VOO Tops $100B in Annual Inflows
VOO's incredible feat puts it on track to become the largest ETF in 2025.
It’s official: the Vanguard S&P 500 ETF (VOO) crossed $100 billion in annual inflows last week. The incredible feat is a reflection of Vanguard’s dominance in the exchange-traded fund industry and the insatiable demand for ETFs more generally.
For comparison, the ETF with the next-highest inflows in 2024 is the iShares Core S&P 500 ETF (IVV), which has gathered $59.2 billion of new assets this year versus VOO’s $101.1 billion.
The world’s largest exchange-traded fund, the SPDR S&P 500 ETF Trust (SPY), lags far behind, with inflows of $22.9 billion for 2024.
Inflows Gap Between VOO and SPY Is Closing
The big chasm between the inflows for VOO and SPY has helped close the gap between the two ETFs’ assets under management. Currently, SPY has $620 billion invested in it, while VOO has $577 billion—just a $43 billion difference.
That means that there is a very real possibility that VOO overtakes SPY as the world’s largest ETF as soon as next year. But even if that happens, SPY’s slide down the ETF leaderboard might not stop there.

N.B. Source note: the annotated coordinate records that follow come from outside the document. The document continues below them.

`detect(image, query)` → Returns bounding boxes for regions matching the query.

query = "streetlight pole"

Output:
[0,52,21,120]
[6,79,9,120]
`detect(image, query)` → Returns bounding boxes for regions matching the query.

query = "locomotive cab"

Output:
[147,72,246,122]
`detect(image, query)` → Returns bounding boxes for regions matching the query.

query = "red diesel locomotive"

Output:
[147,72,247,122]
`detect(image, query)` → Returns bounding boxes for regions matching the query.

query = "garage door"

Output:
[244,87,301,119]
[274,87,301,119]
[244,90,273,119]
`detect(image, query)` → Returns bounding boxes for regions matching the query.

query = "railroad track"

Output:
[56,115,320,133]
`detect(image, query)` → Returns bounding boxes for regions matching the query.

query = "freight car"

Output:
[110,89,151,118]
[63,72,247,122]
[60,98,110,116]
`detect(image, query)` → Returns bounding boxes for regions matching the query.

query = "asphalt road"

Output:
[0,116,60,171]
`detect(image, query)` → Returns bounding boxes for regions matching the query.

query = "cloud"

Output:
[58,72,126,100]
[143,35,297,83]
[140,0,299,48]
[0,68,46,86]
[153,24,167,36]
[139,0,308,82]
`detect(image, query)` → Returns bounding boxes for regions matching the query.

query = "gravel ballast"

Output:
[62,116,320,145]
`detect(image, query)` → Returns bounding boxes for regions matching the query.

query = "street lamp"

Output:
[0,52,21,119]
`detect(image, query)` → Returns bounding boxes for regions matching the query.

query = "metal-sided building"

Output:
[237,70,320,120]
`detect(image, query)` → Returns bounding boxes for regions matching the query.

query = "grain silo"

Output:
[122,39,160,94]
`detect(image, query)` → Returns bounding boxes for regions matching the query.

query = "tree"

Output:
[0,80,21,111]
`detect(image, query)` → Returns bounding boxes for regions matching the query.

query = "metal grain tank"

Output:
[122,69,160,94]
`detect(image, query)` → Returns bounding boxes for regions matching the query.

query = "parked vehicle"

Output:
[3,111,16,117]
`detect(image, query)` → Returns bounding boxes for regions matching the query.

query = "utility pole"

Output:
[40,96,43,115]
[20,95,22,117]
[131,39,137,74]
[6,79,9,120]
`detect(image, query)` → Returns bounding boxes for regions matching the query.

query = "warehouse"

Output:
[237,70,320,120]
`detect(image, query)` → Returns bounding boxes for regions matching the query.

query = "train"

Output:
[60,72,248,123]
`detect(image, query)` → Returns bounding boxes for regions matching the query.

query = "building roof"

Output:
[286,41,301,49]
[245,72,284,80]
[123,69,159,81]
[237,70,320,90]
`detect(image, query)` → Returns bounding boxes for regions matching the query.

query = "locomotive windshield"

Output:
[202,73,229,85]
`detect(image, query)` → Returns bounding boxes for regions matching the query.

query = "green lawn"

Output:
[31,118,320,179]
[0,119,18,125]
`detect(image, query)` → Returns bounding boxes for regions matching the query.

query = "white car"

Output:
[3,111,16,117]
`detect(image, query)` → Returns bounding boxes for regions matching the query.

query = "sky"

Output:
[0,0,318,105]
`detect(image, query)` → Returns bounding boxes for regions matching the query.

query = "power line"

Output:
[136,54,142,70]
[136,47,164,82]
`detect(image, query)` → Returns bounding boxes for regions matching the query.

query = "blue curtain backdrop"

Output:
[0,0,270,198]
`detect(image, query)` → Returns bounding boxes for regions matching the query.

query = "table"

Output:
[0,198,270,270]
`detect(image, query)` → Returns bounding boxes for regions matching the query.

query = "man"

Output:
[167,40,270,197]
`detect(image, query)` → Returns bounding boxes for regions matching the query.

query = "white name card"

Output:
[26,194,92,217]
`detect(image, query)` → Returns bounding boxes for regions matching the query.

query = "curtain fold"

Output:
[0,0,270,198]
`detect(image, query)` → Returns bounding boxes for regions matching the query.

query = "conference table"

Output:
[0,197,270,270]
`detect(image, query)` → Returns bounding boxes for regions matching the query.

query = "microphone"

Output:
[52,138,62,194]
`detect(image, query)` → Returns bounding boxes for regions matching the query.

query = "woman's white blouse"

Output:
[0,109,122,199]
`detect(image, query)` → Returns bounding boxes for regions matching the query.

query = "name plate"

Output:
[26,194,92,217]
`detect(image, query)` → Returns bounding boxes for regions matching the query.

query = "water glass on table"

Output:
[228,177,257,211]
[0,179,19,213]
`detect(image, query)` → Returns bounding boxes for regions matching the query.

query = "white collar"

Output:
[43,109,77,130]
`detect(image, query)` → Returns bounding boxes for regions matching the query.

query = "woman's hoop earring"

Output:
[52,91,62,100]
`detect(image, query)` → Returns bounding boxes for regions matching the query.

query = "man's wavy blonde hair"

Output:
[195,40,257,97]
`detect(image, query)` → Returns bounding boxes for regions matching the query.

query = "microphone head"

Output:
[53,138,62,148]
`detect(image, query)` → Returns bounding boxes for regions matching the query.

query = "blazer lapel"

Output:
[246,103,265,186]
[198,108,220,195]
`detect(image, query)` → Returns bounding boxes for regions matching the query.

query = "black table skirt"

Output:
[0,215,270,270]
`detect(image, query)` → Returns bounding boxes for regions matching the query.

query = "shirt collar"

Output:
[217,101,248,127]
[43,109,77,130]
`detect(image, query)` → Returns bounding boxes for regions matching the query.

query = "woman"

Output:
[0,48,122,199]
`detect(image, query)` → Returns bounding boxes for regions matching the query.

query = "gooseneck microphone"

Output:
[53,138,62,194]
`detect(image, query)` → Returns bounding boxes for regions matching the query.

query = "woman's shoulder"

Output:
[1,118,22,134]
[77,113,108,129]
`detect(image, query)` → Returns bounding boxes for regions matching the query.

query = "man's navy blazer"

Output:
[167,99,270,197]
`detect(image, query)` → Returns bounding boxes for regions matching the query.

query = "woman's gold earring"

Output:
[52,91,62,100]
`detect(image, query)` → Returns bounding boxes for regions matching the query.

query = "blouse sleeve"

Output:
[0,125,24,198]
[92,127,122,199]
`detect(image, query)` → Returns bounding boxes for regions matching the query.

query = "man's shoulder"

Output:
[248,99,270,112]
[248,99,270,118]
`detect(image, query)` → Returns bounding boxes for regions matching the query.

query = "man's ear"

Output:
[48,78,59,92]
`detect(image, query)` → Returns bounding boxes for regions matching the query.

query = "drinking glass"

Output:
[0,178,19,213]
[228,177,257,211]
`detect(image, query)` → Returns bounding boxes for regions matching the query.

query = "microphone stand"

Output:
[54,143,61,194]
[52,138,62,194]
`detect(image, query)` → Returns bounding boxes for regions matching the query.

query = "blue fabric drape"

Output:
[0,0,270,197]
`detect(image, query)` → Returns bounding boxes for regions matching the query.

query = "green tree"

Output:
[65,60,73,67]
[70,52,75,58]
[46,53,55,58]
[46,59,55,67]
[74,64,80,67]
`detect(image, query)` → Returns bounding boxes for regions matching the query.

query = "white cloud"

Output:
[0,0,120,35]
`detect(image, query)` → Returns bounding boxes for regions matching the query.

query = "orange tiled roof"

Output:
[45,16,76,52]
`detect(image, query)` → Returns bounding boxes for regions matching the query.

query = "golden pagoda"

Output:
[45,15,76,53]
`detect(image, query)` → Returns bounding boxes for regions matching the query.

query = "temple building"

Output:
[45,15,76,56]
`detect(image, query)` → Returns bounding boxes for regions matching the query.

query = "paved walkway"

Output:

IVV is also nipping at its heels, with $565 billion in AUM.
Related: See our complete VOO vs SPY Fund Comparison.
VTI and QQQ Also Gaining Ground
The Vanguard Total Stock Market ETF (VTI) isn’t far behind either, with AUM of $460 billion.
In other words, if the current trajectory persists, SPY might end up slipping to number three on the world’s largest ETFs list next year, and then number four sometime down the line.
The Invesco QQQ Trust (QQQ), currently the world’s fifth-largest ETF with $310 billion in AUM, could also conceivably overtake SPY at some point.
That ETF has seen inflows of $24 billion this year—slightly more than SPY.
But the Nasdaq-100 ETF has performed better than SPY in recent years (a return of 155% versus 105% over the past five years); if that outperformance continues, it could boost QQQ’s AUM relative to SPY, even without greater inflows.